Ma non è cambiato niente? Tutt’altro. Eliot ci dice che i Magi si rendono conto di un ribaltamento inaspettato: “questa Nascita / è stata dura e amara agonia per noi, come una morte, la nostra morte”. E aggiungono: “Siamo tornati ai nostri luoghi, nei nostri regni, / ma non siamo più a nostro agio qui, nell’antica legge / in mezzo a un popolo straniero incollato ai suoi dei”.

È la condizione del cristiano che ha avuto la rivelazione del Dio nella mangiatoia, del Dio crocifisso, del Dio che si fa “trovare” nei margini, dove ha scelto di abitare. È quell’aspetto della fede per cui il credente si ritrova a vivere la fatica di un naturale “disagio” per rimanere fedele a una “logica” che è diversa da quella in cui si trova immerso: mentre Erode vuole eliminare chi ne minaccia il potere, mentre i capi e gli scribi “citano” le Scritture senza trarne alcuna conseguenza, i Magi hanno capito che la legge della vita, proclamata e mostrata da questo nuovo messia, è la logica del dono. Questo è il loro messaggio, il loro “vangelo”.

3. La pazienza dei vecchi. Le figure di Simeone e Anna non trovano posto nel presepio. Eppure la loro presenza è importante. Nell’ottica di Luca sono figure di speranza: li presenta come due anziani che aspettano “la consolazione di Israele” (Simeone), “la redenzione di Gerusalemme” (Anna). Gesù esaudisce la loro attesa, tanto più significativa in quanto estesa su un lungo periodo.

La lettura allegorica che i medievali amavano ha visto in questi due “vecchi” la somma dei secoli che hanno preceduto l’incarnazione.
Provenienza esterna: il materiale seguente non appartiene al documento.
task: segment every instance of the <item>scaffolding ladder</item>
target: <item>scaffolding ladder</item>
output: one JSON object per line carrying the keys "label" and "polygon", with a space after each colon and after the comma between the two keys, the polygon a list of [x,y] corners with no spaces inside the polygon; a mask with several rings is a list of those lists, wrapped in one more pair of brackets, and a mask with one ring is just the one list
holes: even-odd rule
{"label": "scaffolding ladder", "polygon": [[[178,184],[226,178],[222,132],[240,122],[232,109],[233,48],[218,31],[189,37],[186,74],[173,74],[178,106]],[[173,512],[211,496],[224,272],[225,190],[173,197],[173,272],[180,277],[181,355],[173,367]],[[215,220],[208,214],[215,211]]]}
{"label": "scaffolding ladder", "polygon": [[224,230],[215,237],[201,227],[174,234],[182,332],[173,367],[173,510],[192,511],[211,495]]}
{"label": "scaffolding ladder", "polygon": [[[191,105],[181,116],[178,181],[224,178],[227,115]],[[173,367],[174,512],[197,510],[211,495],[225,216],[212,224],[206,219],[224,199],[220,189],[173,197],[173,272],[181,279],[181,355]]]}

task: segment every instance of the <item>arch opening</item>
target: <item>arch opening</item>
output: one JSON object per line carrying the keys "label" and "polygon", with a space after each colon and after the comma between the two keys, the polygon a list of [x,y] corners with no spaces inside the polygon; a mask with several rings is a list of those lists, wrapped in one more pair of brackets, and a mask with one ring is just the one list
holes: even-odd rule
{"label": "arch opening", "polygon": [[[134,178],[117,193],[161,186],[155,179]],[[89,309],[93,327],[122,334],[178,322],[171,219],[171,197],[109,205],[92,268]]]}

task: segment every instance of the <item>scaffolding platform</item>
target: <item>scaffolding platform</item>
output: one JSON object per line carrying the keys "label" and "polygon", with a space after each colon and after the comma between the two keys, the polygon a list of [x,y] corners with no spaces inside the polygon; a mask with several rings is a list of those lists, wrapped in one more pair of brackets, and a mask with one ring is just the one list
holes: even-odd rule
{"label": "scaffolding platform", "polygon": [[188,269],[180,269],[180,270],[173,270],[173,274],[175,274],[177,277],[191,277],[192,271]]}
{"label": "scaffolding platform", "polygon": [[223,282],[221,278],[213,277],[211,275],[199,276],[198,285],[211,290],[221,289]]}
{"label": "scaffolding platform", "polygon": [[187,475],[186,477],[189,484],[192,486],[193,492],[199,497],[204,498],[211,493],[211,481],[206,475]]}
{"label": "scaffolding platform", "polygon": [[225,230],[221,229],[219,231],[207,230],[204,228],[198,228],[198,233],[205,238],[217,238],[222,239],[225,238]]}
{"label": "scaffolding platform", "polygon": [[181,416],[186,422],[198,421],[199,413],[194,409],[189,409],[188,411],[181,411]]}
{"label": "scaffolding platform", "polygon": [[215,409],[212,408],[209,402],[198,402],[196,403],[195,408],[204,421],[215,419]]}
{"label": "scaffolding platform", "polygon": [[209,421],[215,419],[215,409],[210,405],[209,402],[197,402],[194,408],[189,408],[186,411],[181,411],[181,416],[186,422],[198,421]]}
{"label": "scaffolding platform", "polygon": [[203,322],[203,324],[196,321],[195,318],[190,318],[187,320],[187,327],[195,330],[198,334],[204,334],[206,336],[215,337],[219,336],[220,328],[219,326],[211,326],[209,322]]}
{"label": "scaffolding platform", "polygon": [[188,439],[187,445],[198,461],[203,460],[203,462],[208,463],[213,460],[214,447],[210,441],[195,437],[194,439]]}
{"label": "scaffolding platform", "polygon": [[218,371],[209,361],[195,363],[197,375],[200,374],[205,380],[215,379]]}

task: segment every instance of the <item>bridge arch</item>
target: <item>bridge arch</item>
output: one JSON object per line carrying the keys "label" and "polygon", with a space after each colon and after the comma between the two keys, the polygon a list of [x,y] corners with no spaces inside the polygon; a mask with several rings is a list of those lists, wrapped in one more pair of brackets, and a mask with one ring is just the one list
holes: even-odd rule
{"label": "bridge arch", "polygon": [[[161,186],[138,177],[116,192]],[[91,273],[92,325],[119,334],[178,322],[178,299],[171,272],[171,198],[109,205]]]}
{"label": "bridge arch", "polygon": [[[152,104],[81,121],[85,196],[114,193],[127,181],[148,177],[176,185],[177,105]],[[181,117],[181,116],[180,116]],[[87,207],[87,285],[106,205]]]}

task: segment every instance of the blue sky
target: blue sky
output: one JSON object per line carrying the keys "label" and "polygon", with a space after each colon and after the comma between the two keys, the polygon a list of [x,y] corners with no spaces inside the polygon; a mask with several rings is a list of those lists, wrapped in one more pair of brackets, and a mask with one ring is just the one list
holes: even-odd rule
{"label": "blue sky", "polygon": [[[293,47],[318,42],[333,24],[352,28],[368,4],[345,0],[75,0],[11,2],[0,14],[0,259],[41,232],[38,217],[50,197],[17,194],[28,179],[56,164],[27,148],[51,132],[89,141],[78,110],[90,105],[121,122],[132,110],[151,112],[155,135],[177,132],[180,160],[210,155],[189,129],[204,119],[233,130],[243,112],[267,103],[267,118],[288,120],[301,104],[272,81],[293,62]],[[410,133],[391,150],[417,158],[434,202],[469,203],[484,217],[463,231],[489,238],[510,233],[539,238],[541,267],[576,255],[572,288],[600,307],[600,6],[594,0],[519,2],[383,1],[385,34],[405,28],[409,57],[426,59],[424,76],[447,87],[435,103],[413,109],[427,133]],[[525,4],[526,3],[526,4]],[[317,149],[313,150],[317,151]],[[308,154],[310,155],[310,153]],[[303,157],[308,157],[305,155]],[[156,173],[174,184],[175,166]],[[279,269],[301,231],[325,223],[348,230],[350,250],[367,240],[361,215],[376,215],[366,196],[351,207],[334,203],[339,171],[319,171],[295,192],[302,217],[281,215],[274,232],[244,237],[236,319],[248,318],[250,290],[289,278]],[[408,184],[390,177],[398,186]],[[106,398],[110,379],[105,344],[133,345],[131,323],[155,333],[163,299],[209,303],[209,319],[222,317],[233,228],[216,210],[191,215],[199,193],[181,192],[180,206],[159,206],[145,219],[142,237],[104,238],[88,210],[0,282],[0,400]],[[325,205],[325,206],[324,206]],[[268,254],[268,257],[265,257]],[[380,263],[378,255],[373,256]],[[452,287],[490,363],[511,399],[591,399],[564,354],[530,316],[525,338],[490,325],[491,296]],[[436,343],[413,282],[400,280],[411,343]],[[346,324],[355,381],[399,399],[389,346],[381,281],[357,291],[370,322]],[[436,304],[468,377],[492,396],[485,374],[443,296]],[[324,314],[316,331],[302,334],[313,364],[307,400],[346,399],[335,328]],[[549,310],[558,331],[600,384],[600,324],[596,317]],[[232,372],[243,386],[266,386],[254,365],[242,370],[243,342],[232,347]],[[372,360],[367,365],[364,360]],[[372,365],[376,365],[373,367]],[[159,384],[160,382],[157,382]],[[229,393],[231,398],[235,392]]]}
Non è che con la nascita di Gesù il problema si sia chiuso. Tutt’altro. Noi continuiamo ad attendere la piena realizzazione del regno di Dio, il “giorno” in cui tutti i “nemici” saranno sconfitti, e per ultima la morte. Ora è il “tempo della pazienza”, quella di Dio e la nostra. L’esempio dei due vecchi del tempio è incoraggiante, e ci ripete che la nostra attesa non andrà delusa. Ma, come ogni attesa, sarà un misto di speranza e di sofferenza. Non a caso Simeone parla di “spada che trafigge”, e di Gesù come “segno di contraddizione” che chiede di prendere posizione, perché lui “svela i segreti dei cuori”. E la pazienza si esercita appunto nel non lasciarsi sommergere dalle difficoltà, anzi dal farne uno strumento per crescere nella costanza.

            Tre figure, tre atteggiamenti per indicare il percorso di chi non si accontenta di sapere che Gesù è nato, ma, sorretto dallo stupore, cammina nella fatica e nella pazienza, per “trovarlo”.